FDIC to Reevaluate Regulations Affecting Bank-Crypto Interactions
The FDIC's upcoming board meeting will address regulations that may alter the relationship between banks and cryptocurrency businesses amidst ongoing debanking issues.
The Federal Deposit Insurance Corporation (FDIC) is preparing to evaluate proposed regulations that might affect the operations of cryptocurrency companies amid claims of debanking.
According to a notice issued on Thursday, the FDIC plans to discuss the notice of proposed rulemaking concerning the prohibition of using reputation risk by regulators.
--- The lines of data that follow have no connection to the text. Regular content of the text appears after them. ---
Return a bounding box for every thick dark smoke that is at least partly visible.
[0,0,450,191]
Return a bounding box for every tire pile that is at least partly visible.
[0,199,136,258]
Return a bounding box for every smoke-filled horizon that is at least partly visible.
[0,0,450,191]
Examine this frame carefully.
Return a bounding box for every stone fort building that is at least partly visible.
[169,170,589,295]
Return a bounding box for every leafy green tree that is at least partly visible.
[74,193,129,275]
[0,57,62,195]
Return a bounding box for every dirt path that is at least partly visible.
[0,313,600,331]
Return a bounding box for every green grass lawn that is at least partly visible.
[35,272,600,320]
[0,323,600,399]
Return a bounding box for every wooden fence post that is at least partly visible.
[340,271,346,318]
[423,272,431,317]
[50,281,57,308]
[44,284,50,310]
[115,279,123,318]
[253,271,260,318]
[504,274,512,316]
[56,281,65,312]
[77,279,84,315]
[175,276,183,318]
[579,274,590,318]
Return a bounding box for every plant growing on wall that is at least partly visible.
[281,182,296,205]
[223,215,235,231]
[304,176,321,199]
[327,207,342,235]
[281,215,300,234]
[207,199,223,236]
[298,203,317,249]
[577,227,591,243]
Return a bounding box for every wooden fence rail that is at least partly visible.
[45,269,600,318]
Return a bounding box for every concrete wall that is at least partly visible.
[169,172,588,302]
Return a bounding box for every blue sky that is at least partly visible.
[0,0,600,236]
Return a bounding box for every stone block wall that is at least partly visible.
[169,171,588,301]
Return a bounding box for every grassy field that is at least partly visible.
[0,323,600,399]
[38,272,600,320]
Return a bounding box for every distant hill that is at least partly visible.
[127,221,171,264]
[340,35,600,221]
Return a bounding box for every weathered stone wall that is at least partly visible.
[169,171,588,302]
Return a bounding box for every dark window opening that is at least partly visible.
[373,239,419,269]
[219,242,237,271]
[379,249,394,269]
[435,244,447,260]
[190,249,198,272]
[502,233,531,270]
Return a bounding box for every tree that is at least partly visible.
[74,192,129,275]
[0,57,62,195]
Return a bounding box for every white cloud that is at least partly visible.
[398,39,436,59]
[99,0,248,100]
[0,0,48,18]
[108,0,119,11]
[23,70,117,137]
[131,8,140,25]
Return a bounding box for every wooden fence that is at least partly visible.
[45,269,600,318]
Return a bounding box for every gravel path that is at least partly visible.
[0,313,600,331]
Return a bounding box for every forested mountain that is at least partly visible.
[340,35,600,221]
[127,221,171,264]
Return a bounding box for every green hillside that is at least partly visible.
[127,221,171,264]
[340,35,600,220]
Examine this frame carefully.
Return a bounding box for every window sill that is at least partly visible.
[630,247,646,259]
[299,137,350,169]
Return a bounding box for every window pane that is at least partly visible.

Although the agenda does not directly reference debanking associated with digital assets, acting chair Travis Hill has previously condemned regulators for applying reputation risk as a reason to stop certain banks from participating in crypto transactions, which includes allowing clients to transfer money to exchanges.
In an executive order titled “guaranteeing free banking” from August, US President Donald Trump referred to reputation risk, asserting that it could lead to “politicized or unlawful debanking.” While this order does not explicitly mention digital assets, the crypto community has long alleged discrimination in accessing US banking services due to a coordinated effort surrounding digital assets.
Documents released in December via a Freedom of Information Act request revealed that the FDIC had directed some banks to suspend all activities related to crypto assets in 2022.
Related: Crypto debanking is ‘still occurring’ as banks stick to Chokepoint policies
Dubbed “Operation Chokepoint 2.0” by some, these alleged practices became a pivotal issue for Trump and his Republican allies during the 2024 election campaign. After Trump’s victory and the appointment of Hill, the acting chair confirmed that the agency would be reassessing its approach towards supervisory practices concerning crypto activities.
In other news, the ongoing US government shutdown, which commenced on Tuesday due to a failure to pass a spending bill, has brought significant disruptions to numerous federal agencies, including the Securities and Exchange Commission and the Commodity Futures Trading Commission. However, the FDIC claims it will continue its operations regardless of the shutdown’s duration.